Sunday, June 24, 2007

a conversation with God. part 1

{this happens alot}
GOD: Jon i'm going to put a desire to completely rely on me in everything that i have given you, into your heart.
Me: cool God.

i found myself as i am in ministry, that not only is satan attacking my from all sides, but that God is asking me to give up everything i own and be completely reliant on him.

this has happened before, and it was hard to get through.

GOD: Jon, now is the time you start to pray.

Me: alright God, you have put this desire on my heart, and i know that this new stretch is going to hurt.........God take chunks out of my heart, chisel away at my heart and make me into the man you want me to be. take away my control of money and of anything else that gets in the way of you. this is going to suck, and this is going to be hard.

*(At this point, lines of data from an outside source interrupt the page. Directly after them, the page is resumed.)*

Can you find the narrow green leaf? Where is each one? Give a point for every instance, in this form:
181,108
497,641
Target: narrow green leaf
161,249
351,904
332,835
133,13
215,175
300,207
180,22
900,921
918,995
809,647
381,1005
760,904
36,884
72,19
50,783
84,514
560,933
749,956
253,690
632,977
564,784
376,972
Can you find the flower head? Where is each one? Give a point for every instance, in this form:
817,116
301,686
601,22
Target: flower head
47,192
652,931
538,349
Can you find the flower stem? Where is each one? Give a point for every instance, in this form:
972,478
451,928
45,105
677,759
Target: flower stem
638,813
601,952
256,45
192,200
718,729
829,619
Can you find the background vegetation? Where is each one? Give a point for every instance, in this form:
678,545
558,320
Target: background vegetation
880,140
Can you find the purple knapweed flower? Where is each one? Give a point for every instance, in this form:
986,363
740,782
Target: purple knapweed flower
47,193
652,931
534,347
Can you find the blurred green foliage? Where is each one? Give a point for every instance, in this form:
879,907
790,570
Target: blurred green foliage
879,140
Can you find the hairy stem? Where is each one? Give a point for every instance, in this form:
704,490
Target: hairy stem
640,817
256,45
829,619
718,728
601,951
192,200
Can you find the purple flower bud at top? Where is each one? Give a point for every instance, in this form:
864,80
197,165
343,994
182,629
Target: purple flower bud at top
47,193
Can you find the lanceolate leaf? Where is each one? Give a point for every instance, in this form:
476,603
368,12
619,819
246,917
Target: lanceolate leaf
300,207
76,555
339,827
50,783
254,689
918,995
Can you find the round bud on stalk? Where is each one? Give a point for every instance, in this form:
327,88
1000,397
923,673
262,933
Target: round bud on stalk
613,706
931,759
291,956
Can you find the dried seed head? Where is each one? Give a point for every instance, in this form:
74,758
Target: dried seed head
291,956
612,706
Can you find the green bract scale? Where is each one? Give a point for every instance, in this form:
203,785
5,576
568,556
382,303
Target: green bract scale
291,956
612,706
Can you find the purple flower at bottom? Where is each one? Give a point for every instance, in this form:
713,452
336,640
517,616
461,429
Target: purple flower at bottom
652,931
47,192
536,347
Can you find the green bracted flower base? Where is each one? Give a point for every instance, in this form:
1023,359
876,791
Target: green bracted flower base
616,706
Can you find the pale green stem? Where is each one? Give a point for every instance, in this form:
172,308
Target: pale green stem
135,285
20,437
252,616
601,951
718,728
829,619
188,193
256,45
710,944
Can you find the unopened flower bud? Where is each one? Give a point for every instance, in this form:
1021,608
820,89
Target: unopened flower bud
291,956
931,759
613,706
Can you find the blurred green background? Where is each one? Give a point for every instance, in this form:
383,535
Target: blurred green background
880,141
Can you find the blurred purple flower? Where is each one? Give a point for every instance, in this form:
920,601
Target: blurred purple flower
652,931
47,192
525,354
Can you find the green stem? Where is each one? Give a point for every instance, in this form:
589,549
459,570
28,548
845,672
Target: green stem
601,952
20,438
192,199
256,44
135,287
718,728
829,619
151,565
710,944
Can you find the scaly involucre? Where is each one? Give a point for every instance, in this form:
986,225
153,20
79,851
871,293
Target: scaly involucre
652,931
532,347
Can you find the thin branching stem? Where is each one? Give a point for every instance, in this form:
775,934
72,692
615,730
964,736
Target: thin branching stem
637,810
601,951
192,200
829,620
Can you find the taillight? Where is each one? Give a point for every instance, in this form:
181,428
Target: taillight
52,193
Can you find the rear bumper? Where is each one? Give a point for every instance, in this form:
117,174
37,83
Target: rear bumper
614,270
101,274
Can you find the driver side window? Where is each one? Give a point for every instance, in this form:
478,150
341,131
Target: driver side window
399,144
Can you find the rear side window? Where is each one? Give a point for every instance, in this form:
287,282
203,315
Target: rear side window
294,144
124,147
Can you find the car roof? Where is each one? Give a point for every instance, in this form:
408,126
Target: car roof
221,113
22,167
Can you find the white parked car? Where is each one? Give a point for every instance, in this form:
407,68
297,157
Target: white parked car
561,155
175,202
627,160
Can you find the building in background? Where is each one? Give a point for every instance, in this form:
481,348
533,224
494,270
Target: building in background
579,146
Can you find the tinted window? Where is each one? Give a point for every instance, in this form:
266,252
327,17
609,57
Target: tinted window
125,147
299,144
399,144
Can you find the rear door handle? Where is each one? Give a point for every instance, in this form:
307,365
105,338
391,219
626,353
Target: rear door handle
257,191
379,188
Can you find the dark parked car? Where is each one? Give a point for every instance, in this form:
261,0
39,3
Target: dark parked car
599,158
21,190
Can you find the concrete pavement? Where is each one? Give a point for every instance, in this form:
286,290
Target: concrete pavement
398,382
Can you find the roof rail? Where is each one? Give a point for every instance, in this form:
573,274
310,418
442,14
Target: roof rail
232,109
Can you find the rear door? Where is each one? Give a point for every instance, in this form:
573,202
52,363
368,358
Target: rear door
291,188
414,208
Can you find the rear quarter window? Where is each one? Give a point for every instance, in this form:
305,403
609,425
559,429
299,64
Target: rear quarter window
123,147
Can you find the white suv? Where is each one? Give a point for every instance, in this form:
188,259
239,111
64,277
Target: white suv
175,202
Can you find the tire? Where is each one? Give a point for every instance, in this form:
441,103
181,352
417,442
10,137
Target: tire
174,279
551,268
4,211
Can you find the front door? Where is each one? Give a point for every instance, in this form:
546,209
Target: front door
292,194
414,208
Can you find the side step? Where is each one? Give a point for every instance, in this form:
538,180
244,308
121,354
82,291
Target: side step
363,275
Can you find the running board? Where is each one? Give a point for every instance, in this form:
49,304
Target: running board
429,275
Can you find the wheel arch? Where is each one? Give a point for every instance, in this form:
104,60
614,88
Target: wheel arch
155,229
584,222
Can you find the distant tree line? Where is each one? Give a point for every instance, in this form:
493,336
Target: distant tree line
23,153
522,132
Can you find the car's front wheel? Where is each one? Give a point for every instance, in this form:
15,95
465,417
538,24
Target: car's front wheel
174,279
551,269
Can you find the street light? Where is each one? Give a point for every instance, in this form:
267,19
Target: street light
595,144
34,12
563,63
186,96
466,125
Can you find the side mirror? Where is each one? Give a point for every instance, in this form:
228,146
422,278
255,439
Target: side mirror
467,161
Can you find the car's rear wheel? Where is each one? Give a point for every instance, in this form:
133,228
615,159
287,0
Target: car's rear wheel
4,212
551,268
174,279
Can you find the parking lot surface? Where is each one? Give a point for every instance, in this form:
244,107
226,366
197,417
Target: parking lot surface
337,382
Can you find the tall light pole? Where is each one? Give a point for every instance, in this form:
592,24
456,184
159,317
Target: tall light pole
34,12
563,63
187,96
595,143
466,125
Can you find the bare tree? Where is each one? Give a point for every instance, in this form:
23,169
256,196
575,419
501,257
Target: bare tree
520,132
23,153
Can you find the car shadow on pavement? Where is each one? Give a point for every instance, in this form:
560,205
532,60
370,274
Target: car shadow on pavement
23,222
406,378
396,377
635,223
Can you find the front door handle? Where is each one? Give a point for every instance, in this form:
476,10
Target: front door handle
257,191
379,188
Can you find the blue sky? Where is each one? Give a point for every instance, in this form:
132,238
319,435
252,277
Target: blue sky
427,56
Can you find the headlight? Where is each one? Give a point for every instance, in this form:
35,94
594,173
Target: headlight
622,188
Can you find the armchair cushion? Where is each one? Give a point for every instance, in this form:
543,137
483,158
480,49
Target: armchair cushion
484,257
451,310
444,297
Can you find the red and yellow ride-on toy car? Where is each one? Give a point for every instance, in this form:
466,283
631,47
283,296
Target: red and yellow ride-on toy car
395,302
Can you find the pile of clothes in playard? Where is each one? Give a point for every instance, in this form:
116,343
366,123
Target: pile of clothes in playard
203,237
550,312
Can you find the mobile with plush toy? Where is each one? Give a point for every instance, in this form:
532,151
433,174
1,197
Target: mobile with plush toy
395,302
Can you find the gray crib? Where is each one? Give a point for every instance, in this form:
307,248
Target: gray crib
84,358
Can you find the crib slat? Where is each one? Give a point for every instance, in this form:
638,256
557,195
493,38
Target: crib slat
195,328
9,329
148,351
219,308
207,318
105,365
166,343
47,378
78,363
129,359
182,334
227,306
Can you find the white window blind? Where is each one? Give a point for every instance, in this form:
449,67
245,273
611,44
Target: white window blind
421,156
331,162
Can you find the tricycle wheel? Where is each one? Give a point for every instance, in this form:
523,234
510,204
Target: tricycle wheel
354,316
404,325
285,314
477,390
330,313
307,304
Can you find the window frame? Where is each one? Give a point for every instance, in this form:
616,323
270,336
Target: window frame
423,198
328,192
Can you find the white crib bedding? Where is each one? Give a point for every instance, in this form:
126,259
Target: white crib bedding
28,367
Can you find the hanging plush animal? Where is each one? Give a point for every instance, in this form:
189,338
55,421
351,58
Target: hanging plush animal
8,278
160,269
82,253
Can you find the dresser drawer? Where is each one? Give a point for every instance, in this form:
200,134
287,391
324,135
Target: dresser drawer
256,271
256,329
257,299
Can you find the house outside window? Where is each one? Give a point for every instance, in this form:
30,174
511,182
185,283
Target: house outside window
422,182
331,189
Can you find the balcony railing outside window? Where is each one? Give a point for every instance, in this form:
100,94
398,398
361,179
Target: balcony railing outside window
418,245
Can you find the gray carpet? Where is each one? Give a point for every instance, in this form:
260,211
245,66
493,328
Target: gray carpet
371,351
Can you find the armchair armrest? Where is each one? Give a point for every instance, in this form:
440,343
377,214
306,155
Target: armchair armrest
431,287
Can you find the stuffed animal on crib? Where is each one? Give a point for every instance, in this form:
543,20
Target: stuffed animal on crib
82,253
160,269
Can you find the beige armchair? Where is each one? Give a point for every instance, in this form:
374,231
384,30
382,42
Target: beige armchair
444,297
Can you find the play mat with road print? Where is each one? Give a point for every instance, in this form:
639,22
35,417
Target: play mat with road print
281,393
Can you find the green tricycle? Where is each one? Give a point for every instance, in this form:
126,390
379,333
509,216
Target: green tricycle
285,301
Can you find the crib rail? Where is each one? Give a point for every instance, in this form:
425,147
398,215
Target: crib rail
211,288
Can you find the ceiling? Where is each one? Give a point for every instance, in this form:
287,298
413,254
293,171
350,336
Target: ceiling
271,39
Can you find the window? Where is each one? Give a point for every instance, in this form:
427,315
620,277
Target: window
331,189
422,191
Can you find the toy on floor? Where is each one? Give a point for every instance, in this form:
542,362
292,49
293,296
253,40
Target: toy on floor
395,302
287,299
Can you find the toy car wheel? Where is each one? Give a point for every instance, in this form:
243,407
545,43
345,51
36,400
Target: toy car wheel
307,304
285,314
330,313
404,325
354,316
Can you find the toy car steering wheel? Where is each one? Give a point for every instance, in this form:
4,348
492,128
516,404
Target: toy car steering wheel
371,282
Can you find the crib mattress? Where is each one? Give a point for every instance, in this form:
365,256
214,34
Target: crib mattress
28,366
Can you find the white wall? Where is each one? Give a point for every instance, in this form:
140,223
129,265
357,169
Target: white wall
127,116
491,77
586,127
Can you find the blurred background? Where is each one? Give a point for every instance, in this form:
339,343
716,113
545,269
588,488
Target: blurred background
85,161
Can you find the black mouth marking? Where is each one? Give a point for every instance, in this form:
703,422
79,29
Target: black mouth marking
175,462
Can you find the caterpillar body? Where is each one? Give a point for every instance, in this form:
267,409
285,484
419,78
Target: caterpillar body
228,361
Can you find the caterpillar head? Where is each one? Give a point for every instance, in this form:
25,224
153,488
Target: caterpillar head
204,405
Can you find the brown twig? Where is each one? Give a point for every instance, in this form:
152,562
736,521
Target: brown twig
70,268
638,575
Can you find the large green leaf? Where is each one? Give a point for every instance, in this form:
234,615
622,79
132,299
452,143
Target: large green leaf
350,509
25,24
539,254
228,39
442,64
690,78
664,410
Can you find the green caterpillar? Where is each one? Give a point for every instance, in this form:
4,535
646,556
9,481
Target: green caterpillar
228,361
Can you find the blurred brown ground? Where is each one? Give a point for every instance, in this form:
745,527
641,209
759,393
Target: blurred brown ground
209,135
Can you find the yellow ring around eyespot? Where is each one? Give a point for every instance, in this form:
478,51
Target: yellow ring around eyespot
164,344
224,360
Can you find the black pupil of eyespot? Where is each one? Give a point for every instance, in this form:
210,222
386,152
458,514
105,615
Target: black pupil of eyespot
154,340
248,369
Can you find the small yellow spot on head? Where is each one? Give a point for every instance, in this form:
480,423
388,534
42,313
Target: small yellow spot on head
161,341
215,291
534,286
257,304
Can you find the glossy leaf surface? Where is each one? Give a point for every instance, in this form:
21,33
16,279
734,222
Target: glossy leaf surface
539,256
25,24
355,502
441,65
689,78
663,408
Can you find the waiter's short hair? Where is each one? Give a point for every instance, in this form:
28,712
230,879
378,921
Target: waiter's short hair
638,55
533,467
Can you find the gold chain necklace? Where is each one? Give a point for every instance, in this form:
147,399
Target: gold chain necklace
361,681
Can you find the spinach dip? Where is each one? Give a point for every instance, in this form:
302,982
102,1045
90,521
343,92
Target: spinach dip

GOD: now hold on Jon, there is something i have to tell you.

Me: ok what is it?

GOD: listen to the song

Me: ok
i found my self singing:
you give and take away,
you give and take away,
my heart will choose to say lord blessed be your name.

as a smile shines across my face with my hands lifted to the sky.

GOD: there is no greater calling then to ultimately give everything to me and trust that i will take care of you, and trust me i will take care of you. I Said and Paul wrote "everything you own on earth is considered lost compared to what you will have in christ jesus.

Me: i get it. praise the Lord

while this was going on God was working on my friend Nick, Nick was asking about me and how i was doing. God said go find out, he is rock harbor tonight you will see him there. NIck doesn't go to rock harbor, so after thinking about it, with is truck being the gass hog is, he said ok. again let me tell you Nick does not go to rock harbor.

NIck shows up ten minutes before church gets out, after church gets out. he goes up on stage and looks for me, after saying hi to a couple of people we catch each others attention.
He begins to tell me everything that is going on in his life and how God put me on his heart, and has been wondering how i was doing and what i was doing for the past couple of days.
I got the privalege to pray for him and his huge hardship that he is going through right now, and completely get to feel God work in that prayer right away.

p.s the story is much better told in real life.